Fargus, thus threatened, answered without disconcertion:

"Well, my friend, what can I do for you?"

At this moment, the third of the party, coming up, broke in with a shout:

"Bill—you fool, what'cher stopping him for? It's the old screw!"

"It is, eh?" the other cried with an oath. "And what if it is?"

"Go through him, then, if you're so green!" continued the first, "and if you pull more than a nickel I'll double what you get."

"Quite right," Fargus said cheerfully. "I've been here forty-nine years and no one's ever found any more on me than the next day's car fare." He drew from his pocket five pennies which he displayed for confirmation. "And what's more, you can't find another cent in my room!"

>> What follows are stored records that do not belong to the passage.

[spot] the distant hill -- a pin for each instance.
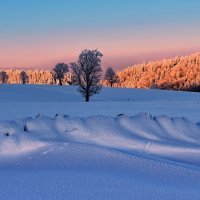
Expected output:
(180, 73)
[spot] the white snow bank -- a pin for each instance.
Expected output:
(177, 139)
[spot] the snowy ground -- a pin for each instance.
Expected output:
(87, 151)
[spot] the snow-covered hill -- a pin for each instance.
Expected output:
(102, 149)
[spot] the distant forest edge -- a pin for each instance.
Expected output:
(180, 73)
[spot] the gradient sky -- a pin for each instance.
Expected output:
(41, 33)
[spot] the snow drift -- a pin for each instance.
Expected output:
(175, 139)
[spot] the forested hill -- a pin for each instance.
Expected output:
(180, 73)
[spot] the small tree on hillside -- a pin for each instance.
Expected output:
(59, 72)
(111, 77)
(86, 73)
(3, 77)
(24, 77)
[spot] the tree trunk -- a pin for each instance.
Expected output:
(60, 82)
(87, 98)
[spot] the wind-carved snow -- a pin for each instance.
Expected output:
(161, 137)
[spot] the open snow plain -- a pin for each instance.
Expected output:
(124, 144)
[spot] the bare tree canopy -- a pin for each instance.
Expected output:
(111, 77)
(24, 77)
(59, 72)
(3, 77)
(86, 73)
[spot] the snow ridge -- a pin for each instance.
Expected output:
(176, 139)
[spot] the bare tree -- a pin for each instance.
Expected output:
(111, 77)
(86, 73)
(3, 77)
(23, 77)
(59, 72)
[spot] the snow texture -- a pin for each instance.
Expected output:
(113, 154)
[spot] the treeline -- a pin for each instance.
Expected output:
(180, 73)
(34, 76)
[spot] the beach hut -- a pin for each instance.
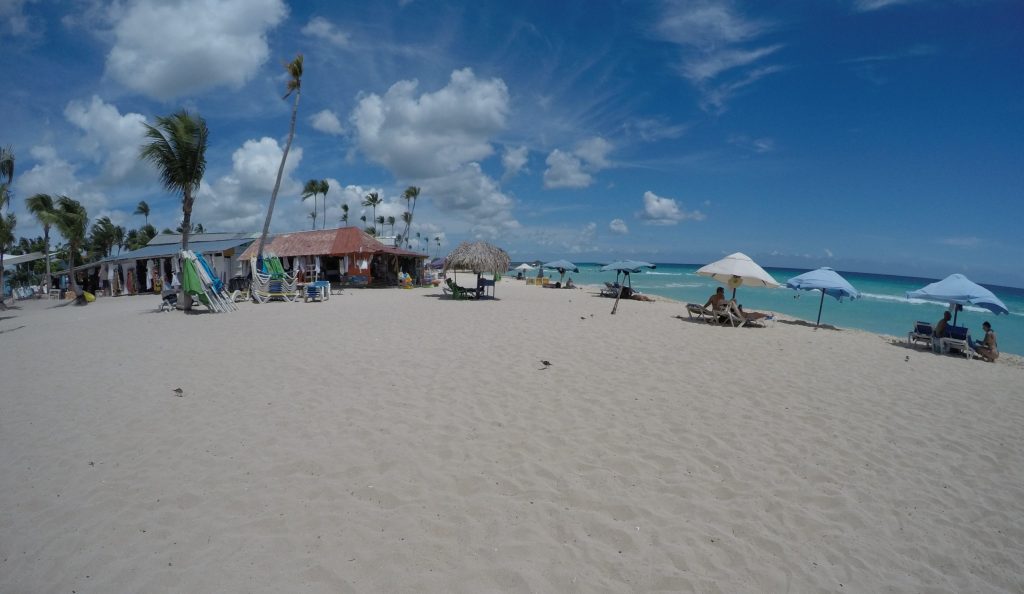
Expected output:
(625, 267)
(561, 266)
(477, 257)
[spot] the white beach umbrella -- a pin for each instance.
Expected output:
(738, 270)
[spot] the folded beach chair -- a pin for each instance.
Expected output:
(956, 339)
(922, 333)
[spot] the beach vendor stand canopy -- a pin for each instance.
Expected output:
(738, 270)
(828, 282)
(962, 291)
(479, 257)
(625, 267)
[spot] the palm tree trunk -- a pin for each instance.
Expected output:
(276, 183)
(185, 300)
(46, 246)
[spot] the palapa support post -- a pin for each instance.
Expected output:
(617, 297)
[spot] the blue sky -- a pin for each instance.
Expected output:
(870, 135)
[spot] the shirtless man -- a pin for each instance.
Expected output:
(716, 300)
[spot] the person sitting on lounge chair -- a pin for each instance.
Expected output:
(750, 314)
(987, 347)
(717, 300)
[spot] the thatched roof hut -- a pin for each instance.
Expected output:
(478, 257)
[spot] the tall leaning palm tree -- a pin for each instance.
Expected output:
(72, 221)
(311, 189)
(142, 209)
(6, 223)
(323, 186)
(42, 207)
(411, 195)
(294, 69)
(177, 146)
(373, 200)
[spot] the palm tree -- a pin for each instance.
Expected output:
(373, 200)
(177, 146)
(142, 209)
(407, 217)
(72, 222)
(102, 237)
(294, 69)
(412, 193)
(41, 206)
(7, 223)
(311, 188)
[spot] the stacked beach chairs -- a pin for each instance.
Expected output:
(201, 282)
(271, 282)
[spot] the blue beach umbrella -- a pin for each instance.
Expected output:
(561, 266)
(828, 282)
(961, 290)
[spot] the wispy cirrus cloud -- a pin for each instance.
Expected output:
(720, 47)
(966, 242)
(869, 5)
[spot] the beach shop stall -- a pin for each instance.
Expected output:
(343, 256)
(151, 268)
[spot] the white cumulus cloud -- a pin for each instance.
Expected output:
(323, 29)
(110, 137)
(576, 169)
(166, 49)
(239, 200)
(565, 170)
(513, 160)
(665, 211)
(435, 139)
(327, 121)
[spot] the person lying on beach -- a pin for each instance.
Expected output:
(942, 325)
(751, 314)
(987, 348)
(716, 300)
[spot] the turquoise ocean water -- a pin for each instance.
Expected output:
(883, 308)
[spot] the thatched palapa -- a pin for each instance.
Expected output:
(478, 257)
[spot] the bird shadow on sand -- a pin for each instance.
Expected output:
(809, 325)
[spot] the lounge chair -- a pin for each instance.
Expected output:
(922, 332)
(700, 312)
(460, 292)
(956, 339)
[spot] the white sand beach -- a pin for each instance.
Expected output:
(391, 440)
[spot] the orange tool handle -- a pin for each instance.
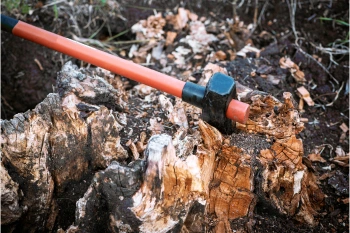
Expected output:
(236, 110)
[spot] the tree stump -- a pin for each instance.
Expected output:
(94, 157)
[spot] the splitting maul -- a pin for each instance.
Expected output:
(217, 99)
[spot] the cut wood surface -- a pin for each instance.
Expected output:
(180, 174)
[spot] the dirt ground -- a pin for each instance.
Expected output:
(320, 51)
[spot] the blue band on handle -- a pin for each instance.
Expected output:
(7, 23)
(193, 94)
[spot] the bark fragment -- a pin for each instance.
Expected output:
(10, 209)
(60, 141)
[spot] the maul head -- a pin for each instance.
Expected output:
(217, 99)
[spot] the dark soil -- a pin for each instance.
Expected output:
(23, 84)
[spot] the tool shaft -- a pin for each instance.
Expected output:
(236, 110)
(99, 58)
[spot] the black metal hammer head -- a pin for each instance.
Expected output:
(213, 99)
(220, 90)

"Ah, come on. Don't waste time over that guy," said the third. "We've turned him inside out a dozen times."

"The hell you have!" the other cried in disgust, and struck up his hand, causing the pennies to scatter into the street.

The three footpads lurched into the darkness. Fargus, fondling his chin, stood a moment chuckling at their discomfiture before striking a match and betaking himself to the task of recovering his pennies. The fifth having been secured on his hands and knees he started rapidly home, penetrated a squalid, heated street, filled with children slumbering on the steps, and halting at a flight of tenements stumbled up a dark stairway and found his door.

Lighting the butt of a candle, which he had drawn from his pocket, he entered a room with one window, murky and pinched, which he called his home, and whose horror can only be appreciated when it is realized that three families had shared the room before him.

In the further corner stood a cot, without covering, and a pine washstand. By the window was a small leather trunk. In the whole room there was not another object. Placing the flickering stump on the washstand, Fargus secured the door. Then going to the trunk he unlocked it, drew out the bedding and made the bed. Once undressed he went in his nightgown to the window and, resting his chin in his palm, gazed up a moment at the black rim of the opposite tenement.

Forty-nine years before, in the little room under the heated roof opposite, he had opened his eyes to the struggle of life. From there, as a child, he had a thousand times gazed down on the room he now occupied as a region of unattainable felicity. To possess such a paradise, all to himself, seemed then the zenith of earthly ambition. It was his earliest conception of the possibilities of wealth, it had never changed. He had remained in his present home twenty-one years, without a larger desire.

To-night he stayed but a short time at the window, the contemplation of his progress did not bring him its accustomed satisfaction. He was conscious of a great unrest, of having suddenly laid his way along unfamiliar and perilous paths, where everything was problematical and uncertain.

"If the lawyer finds everything all right," he said to himself, turning away, "I'll marry her. But if he don't—"

He blew out the candle with the breath of his irritation and flung down on the bed, saying to himself querulously:

"Am I going to sleep to-night, I wonder? Well, supposing he don't—what then?"